At the end, the model produces a probability distribution over all candidate tokens. Softmax turns scores into probabilities; temperature can make outputs safer/calm (cool) or more creative (warm).

Scale is the key
Modern models are huge: e.g., 175B parameters (GPT-3). A lot of parameters actually live in the feed-forward blocks between attention layers. Transformers get their power from parallelism, enabling training on GPUs at massive scale. This architecture comes from the 2017 paper “Attention Is All You Need.”


Visual Analogies

Roundtable Meeting: every word asks, “who’s relevant to me?” (query). Relevant words raise their hands (keys) and share their content (values). Result: each word’s meaning becomes more specific to its context.

Giant 3D Dictionary: words = points in a huge space. “Queen” sits near “king,” but also shifts along a “female vs. male” direction. (Illustration; reality is more complex.)

Creativity Thermometer: higher temperature = more unusual ideas; lower = safer/cleaner answers.


Strengths vs. Limitations

Strengths: summarizing text, explaining concepts, brainstorming ideas, drafting, light translation.
Limitations: can sound confident while being wrong (hallucinations), inherits training-data biases, doesn’t “understand” the world like humans, sensitive to prompt wording.


Do & Don’t

Do

  • State goal & role clearly (format, style, constraints).
  • Verify important numbers/facts before using them.
  • Keep a trail of key prompts & outputs.
  • Start with small use cases: summarize emails, create presentation outlines, seed ideas.

Don’t

  • Paste secret/sensitive data.
  • Assume AI is always correct.
  • Rely on it blindly without reasoning & checks.

Lessons Learned
  1. Don’t idolize it — think of AI as a “language calculator.”
    It’s great at arranging words and patterns, not “understanding” like humans. It can be very convincing even when wrong.
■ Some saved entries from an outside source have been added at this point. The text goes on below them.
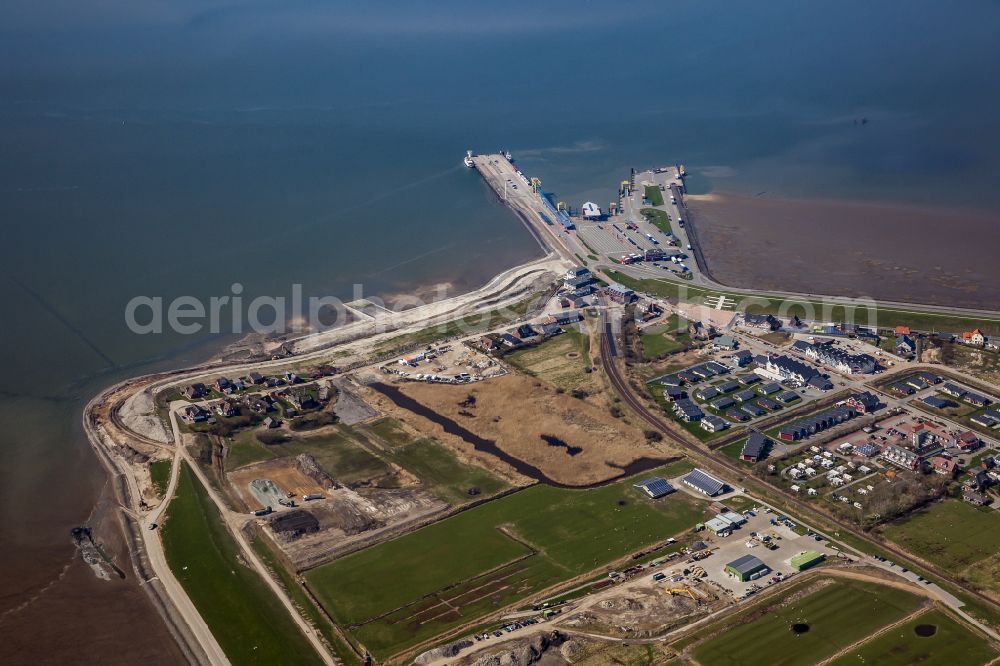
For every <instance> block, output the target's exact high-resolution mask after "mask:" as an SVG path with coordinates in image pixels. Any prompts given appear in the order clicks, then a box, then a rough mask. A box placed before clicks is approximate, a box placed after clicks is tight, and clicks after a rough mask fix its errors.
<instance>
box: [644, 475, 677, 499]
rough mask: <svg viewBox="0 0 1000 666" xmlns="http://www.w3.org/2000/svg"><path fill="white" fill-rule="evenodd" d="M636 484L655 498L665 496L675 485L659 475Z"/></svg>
mask: <svg viewBox="0 0 1000 666" xmlns="http://www.w3.org/2000/svg"><path fill="white" fill-rule="evenodd" d="M635 486H636V488H641V489H643V490H645V491H646V492H647V493H649V495H650V497H652V498H653V499H656V498H657V497H663V496H664V495H668V494H670V493H672V492H673V491H674V487H673V486H672V485H670V484H669V483H668V482H667V481H665V480H663V479H661V478H660V477H658V476H654V477H652V478H650V479H646V480H645V481H642V482H641V483H637V484H635Z"/></svg>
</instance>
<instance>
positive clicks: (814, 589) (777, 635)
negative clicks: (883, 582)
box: [691, 579, 923, 666]
mask: <svg viewBox="0 0 1000 666" xmlns="http://www.w3.org/2000/svg"><path fill="white" fill-rule="evenodd" d="M824 582H826V583H827V584H826V585H824V586H822V587H819V588H818V589H813V591H811V592H809V589H811V588H808V587H807V588H805V593H804V594H802V593H800V595H795V596H794V597H793V598H792V600H791V601H789V602H788V603H784V602H783V601H782V600H770V599H769V600H767V601H764V602H762V603H761V604H757V605H755V606H753V607H751V608H750V609H748V610H747V611H744V612H743V613H740V614H737V615H736V616H735V617H730V618H726V619H725V620H723V621H722V622H721V623H720V624H719V625H716V626H714V627H711V628H709V629H708V630H707V631H706V632H704V633H705V634H714V635H711V636H710V637H709V638H708V639H707V640H706V641H704V642H703V643H701V644H698V645H695V646H694V648H693V650H692V652H691V654H692V656H693V657H694V659H695V660H696V661H698V662H699V663H702V664H713V666H715V665H718V666H726V665H728V664H732V665H734V666H736V665H739V666H754V665H756V664H760V665H761V666H793V665H798V664H802V665H803V666H805V665H809V664H817V663H820V662H821V661H823V660H824V659H827V658H830V657H832V656H834V655H836V654H837V653H838V652H839V651H841V650H843V649H845V648H847V647H849V646H851V645H852V644H854V643H856V642H858V641H861V640H863V639H864V638H865V637H866V636H869V635H871V634H872V633H874V632H876V631H878V630H879V629H881V628H882V627H885V626H887V625H889V624H891V623H893V622H897V621H899V620H901V619H903V618H905V617H906V616H907V615H909V614H911V613H913V612H915V611H916V610H917V609H918V608H920V606H921V604H922V603H923V600H922V598H921V597H918V596H917V595H916V594H911V593H910V592H907V591H904V590H901V589H898V588H895V587H888V586H883V585H878V584H875V583H866V582H862V581H857V580H845V579H828V580H827V581H824ZM800 589H802V588H800ZM796 597H797V598H796ZM749 645H752V646H753V649H752V650H748V649H747V646H749Z"/></svg>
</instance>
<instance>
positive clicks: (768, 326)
mask: <svg viewBox="0 0 1000 666" xmlns="http://www.w3.org/2000/svg"><path fill="white" fill-rule="evenodd" d="M743 324H744V325H745V326H749V327H750V328H764V329H767V330H769V331H776V330H778V329H779V328H781V322H780V321H778V320H777V319H775V318H774V315H771V314H764V315H760V314H750V313H746V314H744V315H743Z"/></svg>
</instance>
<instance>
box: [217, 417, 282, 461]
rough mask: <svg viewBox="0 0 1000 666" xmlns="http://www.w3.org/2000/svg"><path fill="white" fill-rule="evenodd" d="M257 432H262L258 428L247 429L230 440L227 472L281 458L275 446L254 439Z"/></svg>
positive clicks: (256, 438)
mask: <svg viewBox="0 0 1000 666" xmlns="http://www.w3.org/2000/svg"><path fill="white" fill-rule="evenodd" d="M257 432H260V430H259V429H257V428H247V429H246V430H241V431H240V432H238V433H236V434H235V435H234V436H233V438H232V439H231V440H229V451H228V452H227V453H226V471H231V470H234V469H239V468H240V467H245V466H246V465H250V464H252V463H255V462H260V461H262V460H271V459H272V458H277V457H279V455H278V454H277V453H275V451H274V448H275V447H274V445H267V444H261V443H260V442H259V441H257V438H256V437H254V435H255V433H257Z"/></svg>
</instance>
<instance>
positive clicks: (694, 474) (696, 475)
mask: <svg viewBox="0 0 1000 666" xmlns="http://www.w3.org/2000/svg"><path fill="white" fill-rule="evenodd" d="M681 480H682V481H683V482H684V485H686V486H689V487H691V488H694V489H695V490H697V491H698V492H700V493H703V494H705V495H708V496H709V497H715V496H716V495H721V494H722V493H723V492H725V490H726V484H725V483H724V482H723V481H720V480H719V479H717V478H715V477H714V476H712V475H711V474H709V473H708V472H706V471H704V470H701V469H694V470H692V471H691V472H690V473H689V474H688V475H687V476H685V477H684V478H683V479H681Z"/></svg>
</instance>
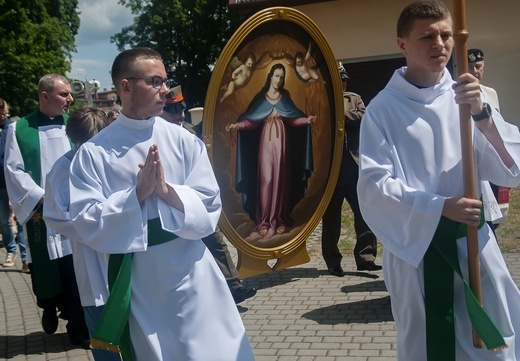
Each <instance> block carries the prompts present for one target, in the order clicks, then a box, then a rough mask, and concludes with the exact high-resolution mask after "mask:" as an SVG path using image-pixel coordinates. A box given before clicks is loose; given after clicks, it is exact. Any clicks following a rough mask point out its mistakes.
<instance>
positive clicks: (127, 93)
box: [121, 79, 130, 94]
mask: <svg viewBox="0 0 520 361" xmlns="http://www.w3.org/2000/svg"><path fill="white" fill-rule="evenodd" d="M121 93H123V94H128V93H130V82H129V81H128V79H123V80H121Z"/></svg>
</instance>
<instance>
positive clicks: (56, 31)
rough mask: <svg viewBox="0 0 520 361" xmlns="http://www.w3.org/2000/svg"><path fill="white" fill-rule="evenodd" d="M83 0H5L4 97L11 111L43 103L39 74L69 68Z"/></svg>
mask: <svg viewBox="0 0 520 361" xmlns="http://www.w3.org/2000/svg"><path fill="white" fill-rule="evenodd" d="M77 7H78V0H30V1H27V0H0V54H1V55H0V97H2V98H4V99H5V100H6V101H7V103H8V104H9V110H10V112H11V114H13V115H14V114H16V115H19V116H24V115H26V114H28V113H31V112H33V111H34V110H35V109H36V108H37V106H38V96H37V93H38V80H39V79H40V78H41V77H42V76H43V75H45V74H48V73H60V74H65V73H66V72H67V71H70V68H71V61H72V55H71V53H72V52H74V51H76V45H75V39H74V36H75V35H76V34H77V33H78V29H79V24H80V19H79V12H78V10H77Z"/></svg>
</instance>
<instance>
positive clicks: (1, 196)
mask: <svg viewBox="0 0 520 361" xmlns="http://www.w3.org/2000/svg"><path fill="white" fill-rule="evenodd" d="M10 215H11V213H10V210H9V196H8V195H7V189H5V188H0V233H1V234H2V241H3V243H4V247H5V250H6V251H7V253H16V243H18V247H20V256H21V257H22V262H25V261H26V259H27V252H26V251H25V239H24V235H23V229H22V226H20V224H19V223H18V222H16V225H17V227H18V234H17V236H16V238H15V237H14V234H13V229H12V228H11V222H10V219H9V216H10Z"/></svg>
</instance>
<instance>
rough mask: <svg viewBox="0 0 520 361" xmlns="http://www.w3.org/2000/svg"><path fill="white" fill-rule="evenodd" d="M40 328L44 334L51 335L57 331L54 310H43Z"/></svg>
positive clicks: (56, 316) (57, 324)
mask: <svg viewBox="0 0 520 361" xmlns="http://www.w3.org/2000/svg"><path fill="white" fill-rule="evenodd" d="M42 327H43V330H44V331H45V333H46V334H48V335H52V334H53V333H54V332H56V330H57V329H58V316H57V315H56V310H51V309H48V310H43V315H42Z"/></svg>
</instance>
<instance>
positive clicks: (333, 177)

You still need human reasoning & verification. (The video focuses on next-token prediction mechanics, not absolute factual truth.)
  2. Context is king.
    Good results come from clear context: define the AI’s role, your goal, constraints, and output format. Clear prompts → attention aims at the right info. (Matches the idea of attention selecting the most relevant signals.)
  3. Bigger ≠ always the answer.
    Larger often helps, but costs more and doesn’t erase bias. Use models proportionally to the task.
  4. Safe & healthy AI habits (for beginners):
    • Protect privacy: don’t paste secrets.
    • Verify: double-check critical facts for serious decisions; get a second opinion.
    • Leave a trace: save prompts & output versions.
    • Red-flag routine: if it looks too smooth, re-check sources & numbers.
  1. Grounded ways to start:
    • Use AI to summarize emails/docs & generate idea lists.
    • Ask for a presentation outline, then fill in details.
    • Ask for template examples, then adapt.
    • Practice fact-checking: ask for sources, compare manually.
    • Make a personal “allow/avoid” list (what’s safe to process with AI).

Moving Forward
  1. Pro-human, pro-tool: use AI to speed up first drafts, brainstorming, and concept explanations—final decisions stay with us.
  2. If you want deeper understanding, learn gradually: grasp the core terms (token, embedding, attention, softmax)—enough to level up your AI literacy.
  3. Follow the architecture, not the hype: know that modern AI’s big leap came from transformers (2017) and their parallel nature—this helps you separate marketing claims from real architectural progress.